In spite of the poor over-crowded housing conditions, District 6 became a vibrant multi-racial working class community and cultural centre. Those who lived in District 6 were tolerant and supportive of each other and enjoyed lively entertainment. District 6 was the home of jazz and the heartbeat of Cape Town.
The community included former African slaves, artisans, Irish and Portuguese sailors, merchants, Jewish and other immigrants from Eastern Europe and Russia, Muslims, Xhosas, Cape Malay people brought to South Africa by the Dutch East India Company, and smaller numbers of Afrikaners, whites, and Indians.

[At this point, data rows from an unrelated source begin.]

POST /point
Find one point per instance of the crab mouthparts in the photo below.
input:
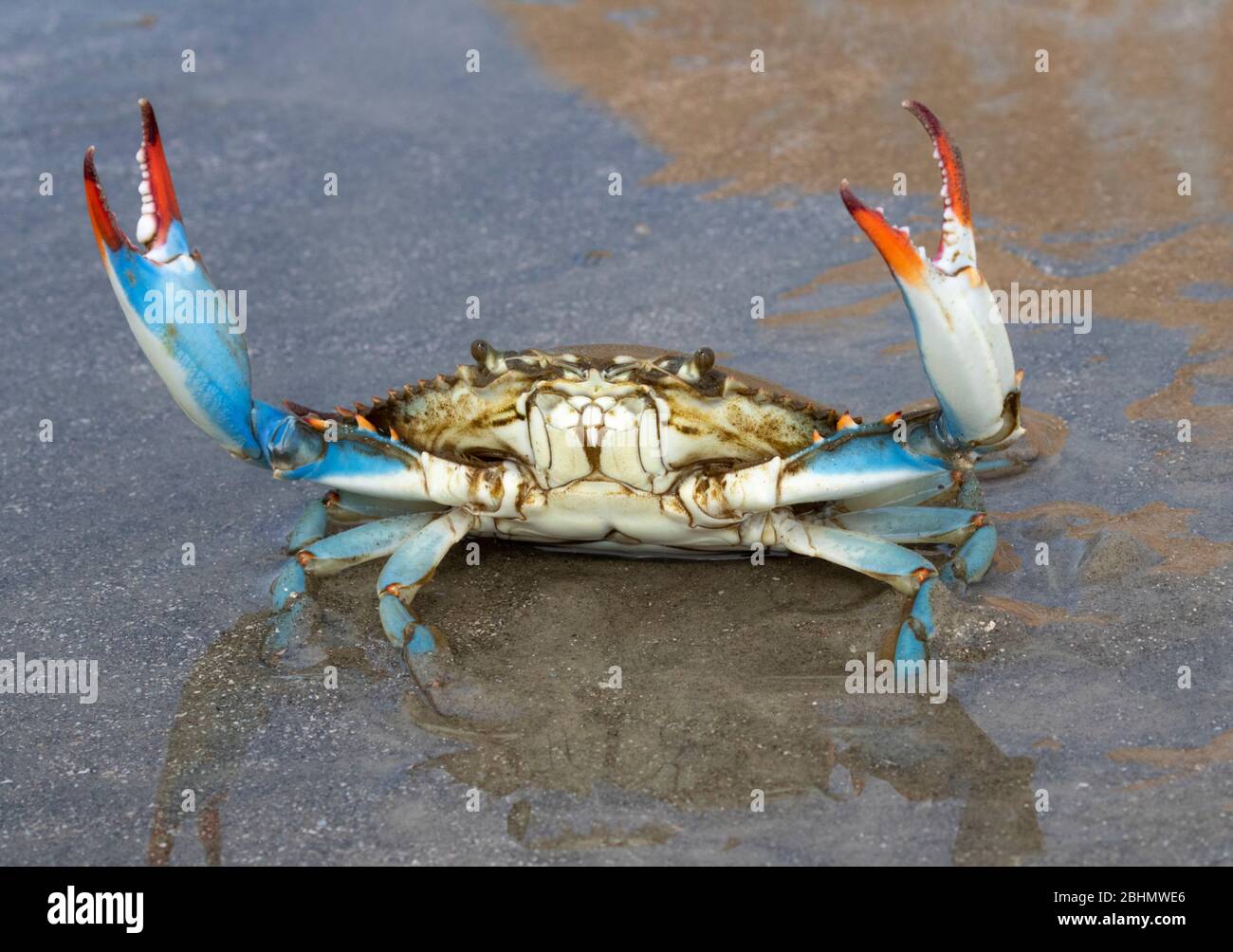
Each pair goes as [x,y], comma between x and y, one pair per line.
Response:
[956,250]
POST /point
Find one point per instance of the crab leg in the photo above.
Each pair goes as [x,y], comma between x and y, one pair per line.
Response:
[859,462]
[962,340]
[188,328]
[327,557]
[912,523]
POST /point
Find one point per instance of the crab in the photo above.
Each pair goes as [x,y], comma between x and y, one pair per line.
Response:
[616,449]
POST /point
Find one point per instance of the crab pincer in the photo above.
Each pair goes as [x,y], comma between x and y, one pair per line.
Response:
[962,340]
[190,331]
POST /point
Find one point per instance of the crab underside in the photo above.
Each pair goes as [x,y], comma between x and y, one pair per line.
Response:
[612,448]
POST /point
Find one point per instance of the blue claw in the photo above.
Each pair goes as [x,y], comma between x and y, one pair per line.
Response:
[189,329]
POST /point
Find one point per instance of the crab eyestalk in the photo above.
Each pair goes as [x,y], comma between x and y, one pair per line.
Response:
[189,329]
[961,337]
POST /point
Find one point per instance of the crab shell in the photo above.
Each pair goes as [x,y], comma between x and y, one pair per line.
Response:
[619,412]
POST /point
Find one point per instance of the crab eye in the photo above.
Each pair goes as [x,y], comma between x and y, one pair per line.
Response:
[295,444]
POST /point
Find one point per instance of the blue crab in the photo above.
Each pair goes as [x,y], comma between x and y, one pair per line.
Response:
[612,448]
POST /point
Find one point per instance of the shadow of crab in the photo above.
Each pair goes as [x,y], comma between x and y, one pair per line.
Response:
[730,681]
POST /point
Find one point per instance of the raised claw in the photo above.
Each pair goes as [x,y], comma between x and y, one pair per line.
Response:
[960,333]
[189,329]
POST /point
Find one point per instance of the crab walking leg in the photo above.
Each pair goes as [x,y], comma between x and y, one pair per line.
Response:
[903,524]
[960,335]
[408,570]
[327,557]
[899,567]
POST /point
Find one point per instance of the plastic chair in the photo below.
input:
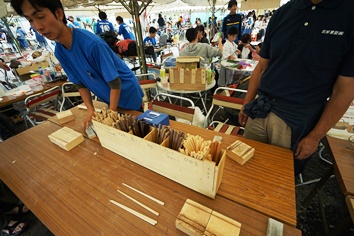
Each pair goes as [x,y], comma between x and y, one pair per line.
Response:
[222,98]
[42,106]
[178,111]
[147,85]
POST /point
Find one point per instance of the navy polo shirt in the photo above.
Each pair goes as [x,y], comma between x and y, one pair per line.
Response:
[308,46]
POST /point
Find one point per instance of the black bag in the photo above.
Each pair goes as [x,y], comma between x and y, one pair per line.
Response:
[149,50]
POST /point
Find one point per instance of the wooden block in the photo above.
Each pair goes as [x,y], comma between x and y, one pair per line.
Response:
[240,152]
[66,138]
[221,225]
[65,116]
[275,228]
[196,219]
[193,218]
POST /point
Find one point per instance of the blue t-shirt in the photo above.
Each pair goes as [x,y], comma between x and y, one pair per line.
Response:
[104,26]
[125,30]
[20,33]
[91,62]
[232,21]
[151,41]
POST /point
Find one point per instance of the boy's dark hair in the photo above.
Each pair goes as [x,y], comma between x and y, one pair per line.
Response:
[232,31]
[120,19]
[102,15]
[231,3]
[246,38]
[191,34]
[200,28]
[51,5]
[152,30]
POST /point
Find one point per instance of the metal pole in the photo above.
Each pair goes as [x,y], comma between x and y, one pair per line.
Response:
[4,19]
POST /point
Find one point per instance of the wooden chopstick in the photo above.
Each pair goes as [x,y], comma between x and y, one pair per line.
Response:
[139,203]
[145,195]
[137,214]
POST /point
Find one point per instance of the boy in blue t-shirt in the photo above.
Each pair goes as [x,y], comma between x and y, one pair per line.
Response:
[124,29]
[87,60]
[103,25]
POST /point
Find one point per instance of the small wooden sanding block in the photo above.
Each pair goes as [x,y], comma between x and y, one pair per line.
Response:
[65,116]
[240,152]
[196,219]
[66,138]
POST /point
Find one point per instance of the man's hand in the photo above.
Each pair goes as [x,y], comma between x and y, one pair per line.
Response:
[4,66]
[306,147]
[87,122]
[242,118]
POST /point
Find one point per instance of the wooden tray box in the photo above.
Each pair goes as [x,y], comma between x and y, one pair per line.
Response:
[189,62]
[188,79]
[201,176]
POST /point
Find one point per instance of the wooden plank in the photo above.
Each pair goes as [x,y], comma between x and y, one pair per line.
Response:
[46,175]
[252,185]
[66,138]
[65,116]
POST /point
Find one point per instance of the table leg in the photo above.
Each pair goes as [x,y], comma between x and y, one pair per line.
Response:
[203,100]
[319,185]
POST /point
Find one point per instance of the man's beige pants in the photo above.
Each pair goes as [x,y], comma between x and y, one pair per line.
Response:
[271,130]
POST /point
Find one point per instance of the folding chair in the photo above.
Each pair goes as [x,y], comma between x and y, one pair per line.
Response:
[42,106]
[146,83]
[178,111]
[222,100]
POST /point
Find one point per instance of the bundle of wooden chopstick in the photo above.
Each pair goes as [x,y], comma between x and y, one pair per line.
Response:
[196,147]
[176,137]
[140,128]
[163,132]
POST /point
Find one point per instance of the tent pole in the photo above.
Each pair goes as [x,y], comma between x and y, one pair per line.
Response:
[6,23]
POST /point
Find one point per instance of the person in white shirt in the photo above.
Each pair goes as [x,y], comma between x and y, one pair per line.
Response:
[230,51]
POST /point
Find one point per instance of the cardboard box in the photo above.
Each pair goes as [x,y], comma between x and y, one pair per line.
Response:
[154,118]
[24,73]
[188,79]
[188,62]
[66,138]
[201,176]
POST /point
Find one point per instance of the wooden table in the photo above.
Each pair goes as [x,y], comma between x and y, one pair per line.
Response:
[70,191]
[9,100]
[265,183]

In the 1930s District 6 began a dramatic transformation. By the beginning of World War II developers had built thousands of new homes in the area. The problem was that the existing residents could not afford the higher rents charged for new housing.

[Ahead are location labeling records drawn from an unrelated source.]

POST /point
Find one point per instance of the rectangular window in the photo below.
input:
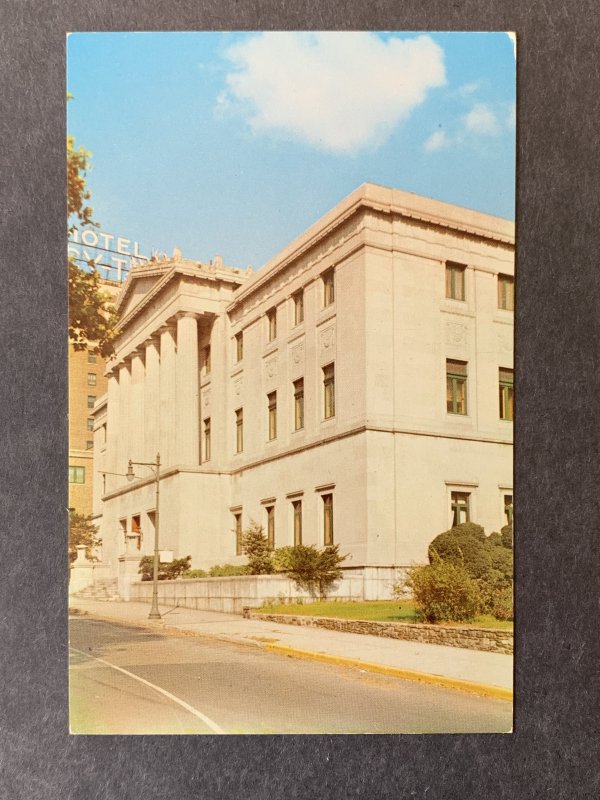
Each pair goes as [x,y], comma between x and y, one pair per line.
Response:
[506,292]
[237,523]
[271,526]
[327,519]
[460,507]
[455,281]
[506,388]
[239,346]
[328,287]
[272,400]
[298,307]
[297,507]
[272,323]
[456,387]
[76,474]
[508,509]
[136,528]
[207,439]
[299,404]
[329,390]
[239,430]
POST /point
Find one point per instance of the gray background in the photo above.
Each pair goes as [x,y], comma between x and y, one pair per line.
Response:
[554,750]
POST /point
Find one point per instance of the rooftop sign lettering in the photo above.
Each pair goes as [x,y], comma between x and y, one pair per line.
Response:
[113,256]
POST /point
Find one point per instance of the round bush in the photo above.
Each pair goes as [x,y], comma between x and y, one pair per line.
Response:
[444,592]
[502,605]
[465,546]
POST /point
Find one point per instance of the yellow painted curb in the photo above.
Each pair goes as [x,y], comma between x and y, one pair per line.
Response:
[396,672]
[342,661]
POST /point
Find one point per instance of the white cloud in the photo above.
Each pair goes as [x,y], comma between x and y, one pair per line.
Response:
[337,91]
[467,89]
[437,141]
[481,120]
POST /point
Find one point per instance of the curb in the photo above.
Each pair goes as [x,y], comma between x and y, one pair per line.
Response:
[483,689]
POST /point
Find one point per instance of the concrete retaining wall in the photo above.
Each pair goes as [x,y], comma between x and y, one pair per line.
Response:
[488,639]
[231,595]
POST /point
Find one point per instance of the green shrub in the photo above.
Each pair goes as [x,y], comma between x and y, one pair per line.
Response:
[444,592]
[167,571]
[82,531]
[507,536]
[195,573]
[255,545]
[464,545]
[228,570]
[282,559]
[312,569]
[502,605]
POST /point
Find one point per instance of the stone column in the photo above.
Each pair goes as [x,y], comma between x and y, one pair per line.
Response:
[137,406]
[112,422]
[167,417]
[188,429]
[151,398]
[123,449]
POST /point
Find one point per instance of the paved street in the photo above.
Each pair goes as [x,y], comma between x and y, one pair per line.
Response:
[126,680]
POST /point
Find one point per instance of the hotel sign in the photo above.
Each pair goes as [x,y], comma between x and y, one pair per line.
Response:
[113,256]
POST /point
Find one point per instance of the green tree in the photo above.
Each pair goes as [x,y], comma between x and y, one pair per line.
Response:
[92,317]
[444,592]
[167,570]
[309,568]
[82,531]
[256,546]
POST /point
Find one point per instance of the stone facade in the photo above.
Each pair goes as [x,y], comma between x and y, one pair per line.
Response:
[314,392]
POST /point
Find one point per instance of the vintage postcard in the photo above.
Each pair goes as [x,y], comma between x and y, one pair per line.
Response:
[291,268]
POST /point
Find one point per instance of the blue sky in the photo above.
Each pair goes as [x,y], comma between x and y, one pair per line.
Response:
[234,143]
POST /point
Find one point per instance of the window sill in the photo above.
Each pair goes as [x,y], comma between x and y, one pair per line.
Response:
[296,333]
[325,314]
[459,307]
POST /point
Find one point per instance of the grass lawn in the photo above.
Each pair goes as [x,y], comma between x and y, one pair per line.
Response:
[376,610]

During the 1950s and 1960s the Cape Times ran a series of articles challenging District 6’s reputation as a “dirty infested place full of gangs and brothels”. Many saw redevelopment plans as a government scheme to introduce racial segregation. The articles emphasized the positive aspects of the area and fought back against forces for destruction of District 6 because it was “crime-ridden, unsightly, and full of vice”.
In 1966 the National Party declared District 6 a “White Group Area”. They destroyed buildings (except religious ones) as part of a “slum clearance” project. Politicians claimed District 6 was a “squalid, dangerous” environment. As part of the redevelopment process the government proceeded with “forced removal of about 150,000 people from unplanned residential areas”.
The removal areas included coloured and African homes in District 6 and Cape Flats. Most of the residents suffered the humiliation of being removed from their homes.
In 1970 the government renamed District 6 Zonnebloem (Dutch for sunflower) after the original Dutch farm known as Zonnebloem Farming Estate. They wanted developers to transform the area, but activist organizations successfully discouraged further building and development.
By the 1980s the Zonnebloem population was mostly middle-income Afrikaans-speaking whites.There was no new building in Zonnebloem other than Oriental Plaza developed by Indian traders. Later the government built the Cape Technikon (Cape Peninsula University of Technology) and accommodation for its staff in Zonnebloem.
Since the fall of apartheid in 1994 District 6 is still largely barren. A few schools, churches, and mosques are all that remain of the original buildings. Even today Capetonians think that in spite of its poverty District 6 was “rich in spiritual things and community character”.
To many, District 6 is a symbol of “what apartheid did to families and communities”. The South African government recognized the claims of former District 6 residents and pledged to support rebuilding in the area.